Samelevel

Informazioni Evento

Luogo
OMNIUM ART DEPARTMENT
Calle San Biasio, 2154, Venezia, VE, Italia
(Clicca qui per la mappa)
Date
Dal al
Vernissage
17/05/2026

ore 12

Generi
arte contemporanea

Il progetto propone una riflessione sul rapporto tra produzione artistica e fruizione, attraverso un percorso che mette in relazione diretta opere, artisti e pubblico, con particolare attenzione ai temi dell’accessibilità e della partecipazione.

Comunicato stampa

Il prossimo 17 maggio alle ore 12 presso la sede di Omnium Art Department, Calle San Biasio 2154, Venezia, e in occasione della Biennale d’Arte 2026, sarà inaugurata la mostra @SAMELEVEL--.

Omnium Art Venice è un’associazione no-profit che dal 2022 si occupa della promozione e divulgazione dell’arte legata alla disabilità e non solo.
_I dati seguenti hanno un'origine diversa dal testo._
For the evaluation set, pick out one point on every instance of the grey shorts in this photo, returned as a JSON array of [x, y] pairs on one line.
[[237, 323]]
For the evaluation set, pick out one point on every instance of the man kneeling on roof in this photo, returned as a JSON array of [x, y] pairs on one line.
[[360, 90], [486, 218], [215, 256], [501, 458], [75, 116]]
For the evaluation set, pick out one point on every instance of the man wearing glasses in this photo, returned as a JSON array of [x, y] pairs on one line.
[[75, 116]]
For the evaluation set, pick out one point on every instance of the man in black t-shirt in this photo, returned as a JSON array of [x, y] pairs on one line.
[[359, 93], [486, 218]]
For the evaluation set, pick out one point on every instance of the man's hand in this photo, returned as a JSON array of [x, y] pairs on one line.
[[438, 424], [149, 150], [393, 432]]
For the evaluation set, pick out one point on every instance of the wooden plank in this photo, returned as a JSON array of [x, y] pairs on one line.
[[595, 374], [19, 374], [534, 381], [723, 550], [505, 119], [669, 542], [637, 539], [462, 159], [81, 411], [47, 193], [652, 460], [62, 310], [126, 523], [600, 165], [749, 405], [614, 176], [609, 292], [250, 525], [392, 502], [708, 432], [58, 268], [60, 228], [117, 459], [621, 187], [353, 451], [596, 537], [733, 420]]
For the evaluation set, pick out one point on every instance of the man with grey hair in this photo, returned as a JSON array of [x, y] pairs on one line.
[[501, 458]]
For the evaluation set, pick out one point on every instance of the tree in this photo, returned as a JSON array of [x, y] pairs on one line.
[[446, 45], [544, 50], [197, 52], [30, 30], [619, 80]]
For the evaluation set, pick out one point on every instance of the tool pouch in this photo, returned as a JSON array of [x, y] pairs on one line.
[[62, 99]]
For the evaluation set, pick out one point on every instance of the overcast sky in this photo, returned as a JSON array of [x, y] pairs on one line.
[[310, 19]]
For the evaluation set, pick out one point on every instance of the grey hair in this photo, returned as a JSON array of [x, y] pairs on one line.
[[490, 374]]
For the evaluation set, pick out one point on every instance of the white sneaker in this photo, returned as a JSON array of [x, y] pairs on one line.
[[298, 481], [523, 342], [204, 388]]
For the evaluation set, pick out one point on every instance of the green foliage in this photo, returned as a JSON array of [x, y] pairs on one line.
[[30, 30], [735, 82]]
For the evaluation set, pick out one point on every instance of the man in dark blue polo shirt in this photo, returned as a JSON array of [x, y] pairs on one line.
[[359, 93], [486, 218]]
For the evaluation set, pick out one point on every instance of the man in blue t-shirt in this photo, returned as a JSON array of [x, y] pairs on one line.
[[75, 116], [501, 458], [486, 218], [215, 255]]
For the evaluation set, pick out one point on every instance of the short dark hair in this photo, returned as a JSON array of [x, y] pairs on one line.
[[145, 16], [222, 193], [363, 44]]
Il suo lavoro si concentra sul riconoscimento del valore umano delle fragilità, attraverso progetti che intendono dare spazio e visibilità a pratiche artistiche eterogenee e inclusive.
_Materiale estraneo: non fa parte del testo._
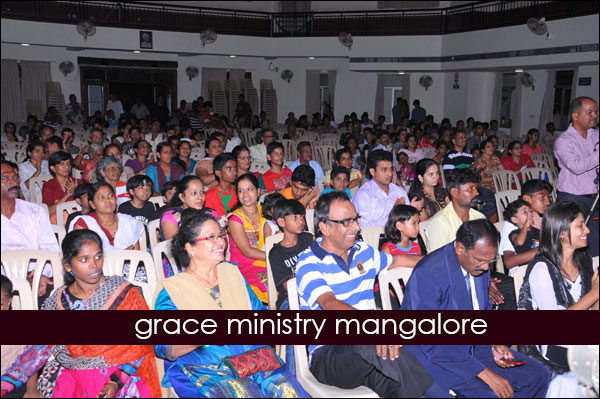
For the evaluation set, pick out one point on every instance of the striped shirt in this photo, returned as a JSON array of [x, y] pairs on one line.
[[320, 272]]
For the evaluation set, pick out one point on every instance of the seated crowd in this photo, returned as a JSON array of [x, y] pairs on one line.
[[427, 189]]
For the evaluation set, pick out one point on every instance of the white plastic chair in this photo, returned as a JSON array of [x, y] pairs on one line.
[[272, 290], [370, 235], [153, 231], [115, 260], [310, 220], [16, 264], [393, 277], [70, 207], [163, 248], [303, 374], [40, 180], [22, 295], [504, 179], [503, 198]]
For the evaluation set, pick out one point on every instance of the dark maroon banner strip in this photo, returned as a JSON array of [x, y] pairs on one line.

L’obiettivo dell’associazione è contribuire a una trasformazione culturale che possa incidere sul sistema dell’arte contemporanea, con particolare attenzione ai temi dell’accessibilità e della partecipazione.
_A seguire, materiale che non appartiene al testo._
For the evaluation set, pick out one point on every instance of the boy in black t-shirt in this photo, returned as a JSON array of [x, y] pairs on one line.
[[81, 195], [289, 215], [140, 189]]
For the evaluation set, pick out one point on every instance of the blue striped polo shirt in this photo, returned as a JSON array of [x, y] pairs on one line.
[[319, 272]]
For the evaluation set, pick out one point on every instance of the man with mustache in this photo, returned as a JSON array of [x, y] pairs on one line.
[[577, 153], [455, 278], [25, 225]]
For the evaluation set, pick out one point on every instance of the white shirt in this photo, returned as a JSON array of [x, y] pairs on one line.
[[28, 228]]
“@SAMELEVEL--” (letteralmente “allo stesso livello”), mostra curata da M. Tunnel, propone una riflessione sul rapporto tra produzione artistica e fruizione, con l’obiettivo di ridurre le distanze consuete tra chi crea e chi osserva.

Il progetto si fonda su un’esperienza diretta tra pubblico e opere, dove la fruizione non è pensata come atto passivo, ma come relazione condivisa, in cui percezione e presenza si relazionano con l’opera.

All’interno del percorso espositivo, le opere di Marco Abisso (Milano, 1980), concepite anche per una fruizione tattile e accessibile a persone ipovedenti, si affiancano alla visione soggettiva dell’artista Abdel Jalil Makhloufi, Maklo, (Ait Sedrate, 1988), che contribuisce alla costruzione di un punto di vista alternativo all’interno del progetto.

In un contesto culturale sempre più caratterizzato da frammentazione e differenze di accesso, Omnium propone un modello espositivo basato sulla relazione e sulla parità di condizioni percettive. Il progetto mira a far riflettere sul modo in cui l’arte può essere fruita e compresa, mettendo al centro la possibilità di un incontro diretto tra individui, indipendentemente dalle differenti modalità sensoriali o cognitive.

In questa prospettiva, la disabilità non viene interpretata come limite, ma come una delle possibili chiavi di accesso alla comprensione dell’opera e del processo artistico.